# New old Sig Rocks!



## glenway (Mar 27, 2011)

My friend, Joe and I came home from the Lansing gun show with a Sig P226 in used condition. Test firing afterward proved this thing still rocks. At 19 feet, my first test-fire target is shown. The group measures 1.375 center-to-center, offhand, PMC ball ammo. The group represents all 15 shots from the stacked mag. The sights are original Sig (adjustable for windage only). The gentleman selling it was known to me as an all-around good guy, leader of a local sportsman's club, and testified with me about a gun bill recently. His parting words were, "You won't have any trouble with it." An honest man!

Best of all, with two factory-magazines, it only cost Joe $300!


----------



## youngdon (Mar 10, 2010)

Joe got a good deal ! Nice shooting too.


----------



## Antlerz22 (Apr 18, 2011)

Thats some real good shooting there! And the price was real good too!!


----------



## glenway (Mar 27, 2011)

Thanks! I've got a Sig model 220 in 9mm (didn't mention the P226 tested today is 9mm, as well - sorry) and am a fan of the German quality. Mine is a W. German model, so it was manufactured before the wall came down. It handles nicely, as well, and carries without bulk, because it doesn't have the double-stack mag. I like the +P+ ammo in mine for serious work and it functions flawlessly.

Years ago, the Sig P226 was among the pistols being considered by the U.S. military to replace the Colt 1911s. They held up better in testing than the Berettas but because they had no manual safety and were not ambidextrous, they were ruled out of contention. However, Special Forces and Navy Seals use the Sigs to this day. In addition, military forces around the world rely on them, too. It's the good stuff!


----------



## glenway (Mar 27, 2011)

Stonegod said:


> Crap!!!! I saw the title and thought we were going to talk about some type of rock.....


Sorry, god, but I'm into guns a bit, too.


----------



## glenway (Mar 27, 2011)

Stonegod said:


> You going to post that Sunday article? If not, where can I find it?

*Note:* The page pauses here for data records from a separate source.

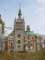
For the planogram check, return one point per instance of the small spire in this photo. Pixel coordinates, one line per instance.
(0, 16)
(19, 14)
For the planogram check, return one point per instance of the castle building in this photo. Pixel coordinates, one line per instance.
(1, 34)
(19, 39)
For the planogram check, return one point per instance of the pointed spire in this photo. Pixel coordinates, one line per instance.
(0, 16)
(19, 13)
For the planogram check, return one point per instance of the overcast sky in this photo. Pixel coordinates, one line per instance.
(33, 12)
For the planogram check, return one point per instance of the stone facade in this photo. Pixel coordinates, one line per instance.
(20, 39)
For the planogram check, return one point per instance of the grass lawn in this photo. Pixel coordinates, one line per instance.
(22, 56)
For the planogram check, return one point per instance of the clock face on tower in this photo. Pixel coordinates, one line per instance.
(0, 27)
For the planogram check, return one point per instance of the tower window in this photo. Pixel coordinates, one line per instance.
(19, 41)
(19, 35)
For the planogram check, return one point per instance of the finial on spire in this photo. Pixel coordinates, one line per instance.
(19, 13)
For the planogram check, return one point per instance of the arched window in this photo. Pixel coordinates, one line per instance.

The *black rat snake* column will be featured in the Sunday outdoor section of The Argus-Press, hopefully with the photo. I never know until it is published. Anytime after that, I post my columns to my site www.thinkingafield.org , and yes, you get a special nod. PM me with an address and I'll mail you an original Sunday newspaper. Sometimes the online versions are available without subscription, but again, I never know. Check www.argus-press.com on Sunday to find out.


----------



## bones44 (Jan 7, 2011)

Nice rig and shooting Glen ! You guys found a heck of a deal there. I missed the last one but didn't have any money anyway. That's usually the case when the show comes to town. LOL


----------



## glenway (Mar 27, 2011)

bones44 said:


> Nice rig and shooting Glen ! You guys found a heck of a deal there. I missed the last one but didn't have any money anyway. That's usually the case when the show comes to town. LOL


The show was on the wimpy side with more empty tables than I have seen before. Plus, antique junk dealers were mixed in. Joe and I still managed to empty our pockets, though. And, yes, it was a very good deal from a private seller.


----------



## bones44 (Jan 7, 2011)

Last time I went it was pretty crappy. Lot of empty tables then. Wasn't too happy after paying $7 to get in.

Sent from my ADR6300 using Tapatalk 2


----------



## glenway (Mar 27, 2011)

Yeah, we heard some grumbling, too. But, one good deal made for a good day - not unlike taking a good buck after seeing nothing for a week.


----------



## fr3db3ar (Aug 6, 2011)

Nice deal and some great shooting. I'd have to put the barrel against the paper to get that kind of group.


----------



## glenway (Mar 27, 2011)

fr3db3ar said:


> Nice deal and some great shooting. I'd have to put the barrel against the paper to get that kind of group.


If ever we meet, I will be glad to demonstrate my modified Weaver stance and technique.

My neighbor came over while I was shooting one day at bowling pins and he tried his hand. He shot about half of them in the body at 10 yards the first try. One quick lesson and on his very next try, he shot all ten with his Taurus 9mm - *in the head of each pin* and knocking them all over from the 30-foot mark.

Some of it is setting your iron sights up correctly and understanding that your target must be visible - not covered up by the front sight. After that, it's just some technique adjustments.


----------